The work was carried out at the request of Francesco D’Asaro of S.I.A.C.I. s.r.l. in association with the Soprintendenza Archeologica del Lazio, and the landowners, who wished to make use of advanced methodologies for investigating the archaeological potential of the site. The survey was carried out to determine the potential for archaeological remains in advance of development work. As there are substantial surviving Roman building remains above ground, it seemed likely that some material would be preserved beneath ground level. Magnetometer survey was chosen as the best geophysical technique with which to investigate this site.
All three seasons of work successfully identified archaeological features which have the potential to shed light on the ancient activity that focused on these important sulphur springs. Following two weeks of work in the 2007 season, a striking feature was identified in the geophysical survey results. This was a building complex in the far north east of the survey area, close to the southern boundary of the Lago delle Colonnelle sulphur lake. The complex was clearly composed of at least two large buildings, each formed of a number of rooms arranged around a central courtyard. These are on a roughly north-south orientation and from the evidence of their form and the building material visible on the surface should date to the Roman period.

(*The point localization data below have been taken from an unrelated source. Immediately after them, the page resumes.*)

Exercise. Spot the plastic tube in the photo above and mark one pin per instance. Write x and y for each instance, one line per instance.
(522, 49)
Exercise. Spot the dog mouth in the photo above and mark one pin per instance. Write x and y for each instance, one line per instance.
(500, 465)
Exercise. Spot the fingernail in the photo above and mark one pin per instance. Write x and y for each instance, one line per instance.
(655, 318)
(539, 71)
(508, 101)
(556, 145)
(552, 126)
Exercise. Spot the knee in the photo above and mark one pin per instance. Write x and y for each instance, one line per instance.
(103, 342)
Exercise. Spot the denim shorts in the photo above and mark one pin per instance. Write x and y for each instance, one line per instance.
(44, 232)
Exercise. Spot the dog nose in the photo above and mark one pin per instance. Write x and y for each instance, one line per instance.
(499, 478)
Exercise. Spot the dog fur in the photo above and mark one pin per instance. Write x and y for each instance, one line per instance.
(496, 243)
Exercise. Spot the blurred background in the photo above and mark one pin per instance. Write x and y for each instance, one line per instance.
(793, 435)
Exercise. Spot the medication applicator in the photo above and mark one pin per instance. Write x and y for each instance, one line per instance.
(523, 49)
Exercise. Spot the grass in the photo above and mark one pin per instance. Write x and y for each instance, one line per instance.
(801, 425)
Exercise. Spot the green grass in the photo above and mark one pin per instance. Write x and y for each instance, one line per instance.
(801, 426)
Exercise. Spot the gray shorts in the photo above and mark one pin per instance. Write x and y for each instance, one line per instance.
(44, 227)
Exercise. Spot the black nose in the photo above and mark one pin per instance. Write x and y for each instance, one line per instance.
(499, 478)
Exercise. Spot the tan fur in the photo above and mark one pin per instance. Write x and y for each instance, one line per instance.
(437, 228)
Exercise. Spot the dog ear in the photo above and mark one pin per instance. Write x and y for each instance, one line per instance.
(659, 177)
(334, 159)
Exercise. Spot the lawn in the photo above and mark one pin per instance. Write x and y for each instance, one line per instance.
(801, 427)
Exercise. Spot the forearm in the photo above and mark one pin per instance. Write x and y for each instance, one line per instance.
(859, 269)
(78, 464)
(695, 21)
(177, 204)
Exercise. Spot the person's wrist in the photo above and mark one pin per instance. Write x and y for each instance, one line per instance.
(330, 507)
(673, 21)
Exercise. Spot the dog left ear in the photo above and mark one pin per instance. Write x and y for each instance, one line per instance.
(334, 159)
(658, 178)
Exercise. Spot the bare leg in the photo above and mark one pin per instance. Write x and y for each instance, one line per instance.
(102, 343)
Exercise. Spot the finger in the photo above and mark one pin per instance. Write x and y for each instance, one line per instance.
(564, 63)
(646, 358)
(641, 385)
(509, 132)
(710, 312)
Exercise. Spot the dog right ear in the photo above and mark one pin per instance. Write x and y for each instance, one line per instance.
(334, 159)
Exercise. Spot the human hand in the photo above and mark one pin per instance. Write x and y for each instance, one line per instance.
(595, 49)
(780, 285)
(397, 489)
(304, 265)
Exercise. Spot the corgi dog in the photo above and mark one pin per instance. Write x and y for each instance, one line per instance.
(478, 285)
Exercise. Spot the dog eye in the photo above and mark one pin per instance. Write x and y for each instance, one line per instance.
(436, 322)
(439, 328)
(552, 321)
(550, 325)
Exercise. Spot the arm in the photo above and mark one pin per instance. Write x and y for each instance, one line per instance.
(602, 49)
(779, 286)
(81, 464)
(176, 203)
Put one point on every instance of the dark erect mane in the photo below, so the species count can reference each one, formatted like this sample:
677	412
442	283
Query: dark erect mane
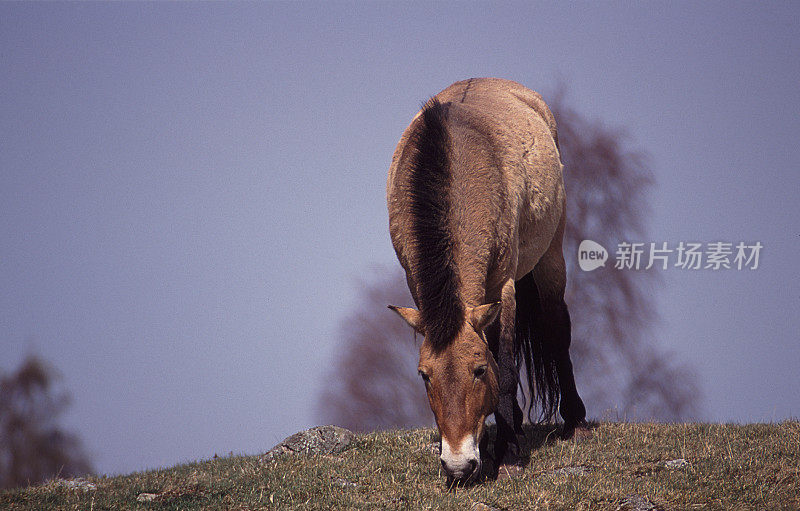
434	269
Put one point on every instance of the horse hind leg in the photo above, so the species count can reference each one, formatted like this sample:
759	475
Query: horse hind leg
552	326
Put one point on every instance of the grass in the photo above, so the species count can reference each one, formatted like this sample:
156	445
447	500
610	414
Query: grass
726	467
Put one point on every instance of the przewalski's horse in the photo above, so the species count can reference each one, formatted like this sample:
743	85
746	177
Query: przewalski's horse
476	215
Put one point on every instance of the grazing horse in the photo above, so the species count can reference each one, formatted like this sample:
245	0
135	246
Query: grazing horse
476	215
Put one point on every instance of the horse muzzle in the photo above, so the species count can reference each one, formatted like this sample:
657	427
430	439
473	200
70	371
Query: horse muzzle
461	463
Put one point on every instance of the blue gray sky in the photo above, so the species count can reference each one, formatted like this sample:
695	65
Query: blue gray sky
190	192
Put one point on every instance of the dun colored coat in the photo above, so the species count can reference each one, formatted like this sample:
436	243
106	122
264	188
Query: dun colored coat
476	215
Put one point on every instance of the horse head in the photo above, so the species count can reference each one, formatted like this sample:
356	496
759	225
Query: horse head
461	381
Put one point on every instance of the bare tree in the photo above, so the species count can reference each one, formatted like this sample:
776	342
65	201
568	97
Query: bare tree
33	447
618	366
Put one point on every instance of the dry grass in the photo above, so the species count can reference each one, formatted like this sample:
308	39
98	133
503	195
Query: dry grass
726	467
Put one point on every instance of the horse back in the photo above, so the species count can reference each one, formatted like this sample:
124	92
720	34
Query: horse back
506	189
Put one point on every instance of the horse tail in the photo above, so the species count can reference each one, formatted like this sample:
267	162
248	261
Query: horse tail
535	358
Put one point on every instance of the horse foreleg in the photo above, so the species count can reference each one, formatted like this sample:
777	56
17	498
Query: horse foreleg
555	329
508	415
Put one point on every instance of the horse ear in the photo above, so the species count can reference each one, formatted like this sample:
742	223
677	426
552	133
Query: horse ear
482	316
412	317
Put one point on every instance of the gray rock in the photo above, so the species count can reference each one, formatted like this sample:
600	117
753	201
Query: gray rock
572	471
480	506
344	483
676	464
319	440
76	484
637	503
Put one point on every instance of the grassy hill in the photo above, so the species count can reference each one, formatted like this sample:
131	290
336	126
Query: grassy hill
623	466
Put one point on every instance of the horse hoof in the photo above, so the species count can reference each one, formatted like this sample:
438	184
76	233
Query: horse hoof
578	433
509	471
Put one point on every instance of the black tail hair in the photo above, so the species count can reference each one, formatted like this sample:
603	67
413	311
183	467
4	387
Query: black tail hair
533	351
434	267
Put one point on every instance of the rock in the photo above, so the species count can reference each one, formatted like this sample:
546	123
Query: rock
319	440
480	506
676	464
572	471
76	484
637	503
344	483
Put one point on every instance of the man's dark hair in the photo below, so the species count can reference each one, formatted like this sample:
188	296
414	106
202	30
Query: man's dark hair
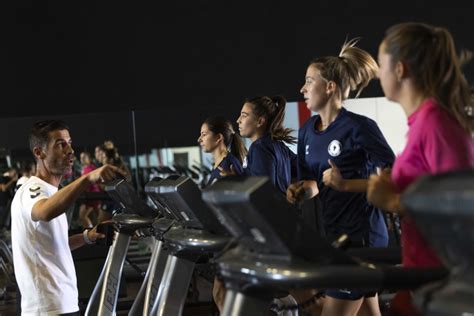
39	134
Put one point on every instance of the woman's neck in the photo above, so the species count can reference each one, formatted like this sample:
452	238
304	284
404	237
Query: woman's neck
328	114
219	154
258	134
411	99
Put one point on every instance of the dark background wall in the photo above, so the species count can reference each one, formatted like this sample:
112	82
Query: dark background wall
175	63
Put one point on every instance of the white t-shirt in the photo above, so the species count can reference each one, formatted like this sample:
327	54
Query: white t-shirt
44	268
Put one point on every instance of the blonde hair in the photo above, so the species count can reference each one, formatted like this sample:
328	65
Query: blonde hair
273	109
430	54
352	70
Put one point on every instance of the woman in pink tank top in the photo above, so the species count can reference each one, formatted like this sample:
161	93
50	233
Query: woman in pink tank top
420	70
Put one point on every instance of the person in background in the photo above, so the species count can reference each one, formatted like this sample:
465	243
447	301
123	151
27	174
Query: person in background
228	151
337	152
420	70
89	206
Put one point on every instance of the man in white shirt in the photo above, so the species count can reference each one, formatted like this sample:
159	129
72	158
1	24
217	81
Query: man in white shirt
42	258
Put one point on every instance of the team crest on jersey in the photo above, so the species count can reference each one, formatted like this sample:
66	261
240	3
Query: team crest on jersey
334	148
34	189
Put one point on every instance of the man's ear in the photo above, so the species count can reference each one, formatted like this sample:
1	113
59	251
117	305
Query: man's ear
261	121
220	138
331	87
401	70
39	153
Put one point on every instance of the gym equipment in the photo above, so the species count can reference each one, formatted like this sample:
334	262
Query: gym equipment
442	207
200	236
279	251
135	215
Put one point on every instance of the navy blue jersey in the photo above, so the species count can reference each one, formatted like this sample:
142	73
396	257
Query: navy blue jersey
225	164
357	147
271	158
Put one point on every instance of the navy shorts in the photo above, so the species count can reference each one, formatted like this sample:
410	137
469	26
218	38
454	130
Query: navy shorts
351	295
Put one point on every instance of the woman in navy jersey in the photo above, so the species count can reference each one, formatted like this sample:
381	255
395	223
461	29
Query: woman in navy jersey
337	151
261	120
219	138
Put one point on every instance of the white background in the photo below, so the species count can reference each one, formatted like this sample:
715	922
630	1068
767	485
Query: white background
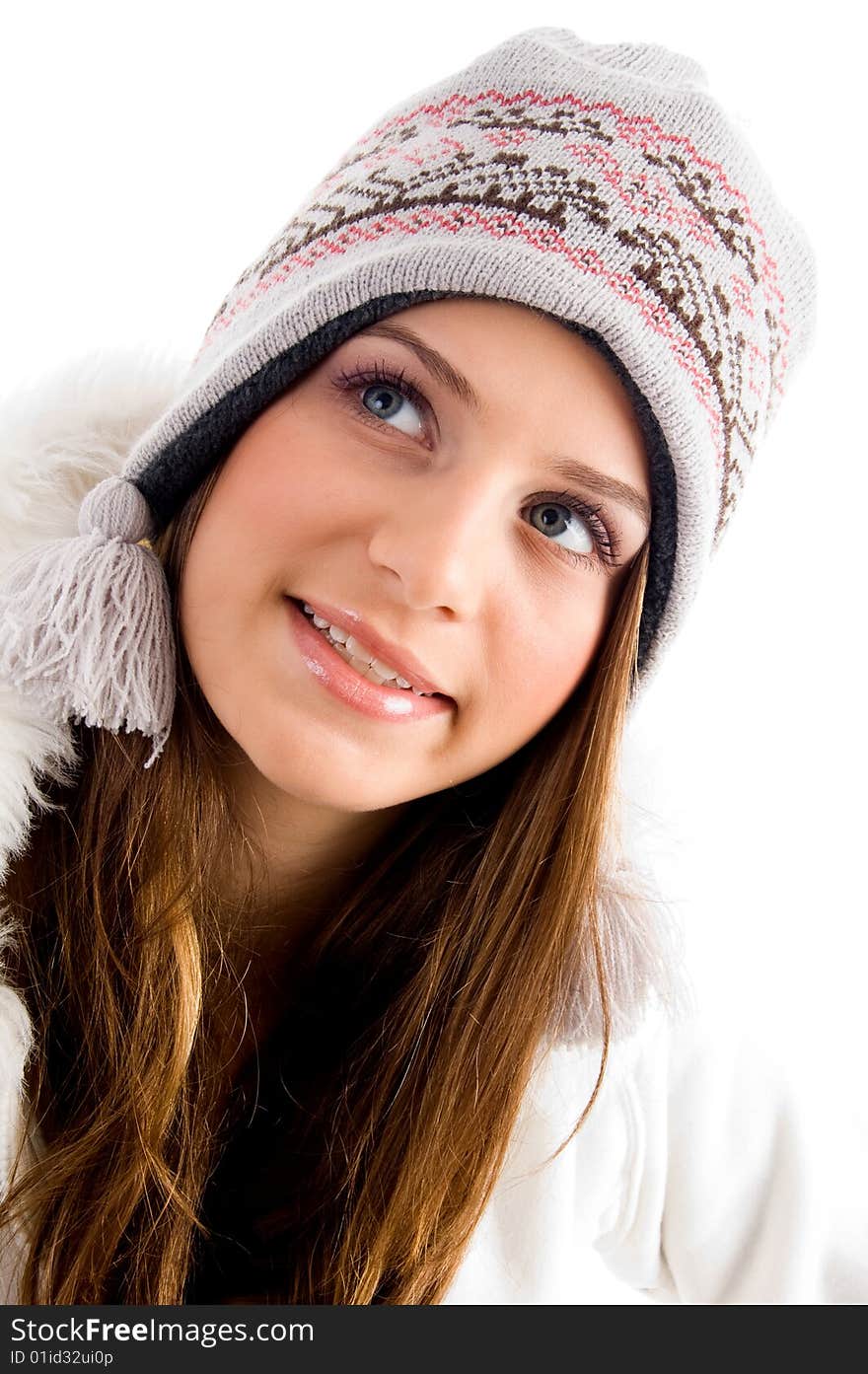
151	150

The south west edge of the October 2008 survey area, which lies on the northern boundary of the same spring, revealed further evidence of the Roman complex. In this case a single structure was identified on the same north-south orientation to the other buildings, and which was also formed of a central courtyard surrounded by numerous small rooms. To the north east of the springs the July 2008 survey located a possible road which may have provided access to the Roman settlement. A further structure was located by the October 2008 survey at some distance to the north of the Roman complex. While the results clearly identified a single building divided into three rooms, it was not possible from the plan alone to determine if this structure represented a Roman or later construction.